What are scaling laws?

3 min read

Suggest changes in Google Docs

"Scaling laws", in the context of training an AI model, express the relationship between the model’s performance, the model’s size (number of parameters), the length of the training run, and the amount of data it was trained on. These last three quantities determine how much compute is used in the training process, and scaling laws are used to allocate a fixed amount of compute between them so as to produce the most capable model.

Scaling laws are used to decide on trade-offs like: Should I pay Stack Overflow to train on their data? Or should I buy more GPUs? Or should I pay the higher electricity bills I would get by training my model longer? If my compute goes up by 10×, how many parameters should I add to my model to make the best possible use of my GPUs?

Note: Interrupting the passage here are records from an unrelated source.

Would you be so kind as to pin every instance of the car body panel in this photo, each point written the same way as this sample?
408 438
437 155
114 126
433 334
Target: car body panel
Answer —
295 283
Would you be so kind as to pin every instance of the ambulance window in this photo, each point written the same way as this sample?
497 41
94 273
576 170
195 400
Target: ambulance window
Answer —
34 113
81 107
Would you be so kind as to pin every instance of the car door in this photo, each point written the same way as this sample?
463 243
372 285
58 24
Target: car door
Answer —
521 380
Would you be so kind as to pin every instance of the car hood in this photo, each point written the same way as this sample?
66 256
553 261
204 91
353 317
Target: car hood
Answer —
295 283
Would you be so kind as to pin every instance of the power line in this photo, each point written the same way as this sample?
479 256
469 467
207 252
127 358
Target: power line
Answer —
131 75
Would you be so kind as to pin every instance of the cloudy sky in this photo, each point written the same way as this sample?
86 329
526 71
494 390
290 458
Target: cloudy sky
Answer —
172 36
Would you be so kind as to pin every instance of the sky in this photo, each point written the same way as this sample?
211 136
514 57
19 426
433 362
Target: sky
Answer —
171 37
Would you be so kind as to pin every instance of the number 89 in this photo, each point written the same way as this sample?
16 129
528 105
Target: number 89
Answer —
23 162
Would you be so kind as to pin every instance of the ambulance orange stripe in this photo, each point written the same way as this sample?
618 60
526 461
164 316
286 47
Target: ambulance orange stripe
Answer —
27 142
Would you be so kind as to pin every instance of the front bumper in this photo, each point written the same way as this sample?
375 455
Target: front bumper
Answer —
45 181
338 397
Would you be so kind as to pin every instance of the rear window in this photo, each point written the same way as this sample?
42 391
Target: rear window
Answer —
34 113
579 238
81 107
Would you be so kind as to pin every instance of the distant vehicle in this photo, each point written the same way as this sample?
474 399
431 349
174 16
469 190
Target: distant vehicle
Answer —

In the case of very large language models like GPT-4, these trade-offs look more like training a 20-billion parameter model on 40% of an archive of the Internet vs. training a 200-billion parameter model on 4% of an archive of the Internet, or any of an infinite number of points along the same boundary.

In 2020, OpenAI published the first generation of scaling laws and found that, given how models were being trained at the time, increasing model size was more effective than using more data. Subsequent researchers took this idea to heart — note the acceleration of growth in model size, with parameter count increasing to half a trillion, but the amount of training data staying constant.

(Source)

DeepMind researchers proposed new scaling laws in 2022. They found that to make the most effective use of an increase in compute, instead of mostly increasing model size, you should increase the size of the model and the dataset by roughly the same factor. To test the new scaling law, DeepMind trained a 70-billion parameter model called "Chinchilla" using the same amount of compute as the 280-billion parameter Gopher. Because of Chinchilla’s smaller size, they were able to reallocate this compute to train on 1.4 trillion tokens compared to Gopher’s 300 billion. As the new scaling laws predicted, Chinchilla performed significantly better than Gopher.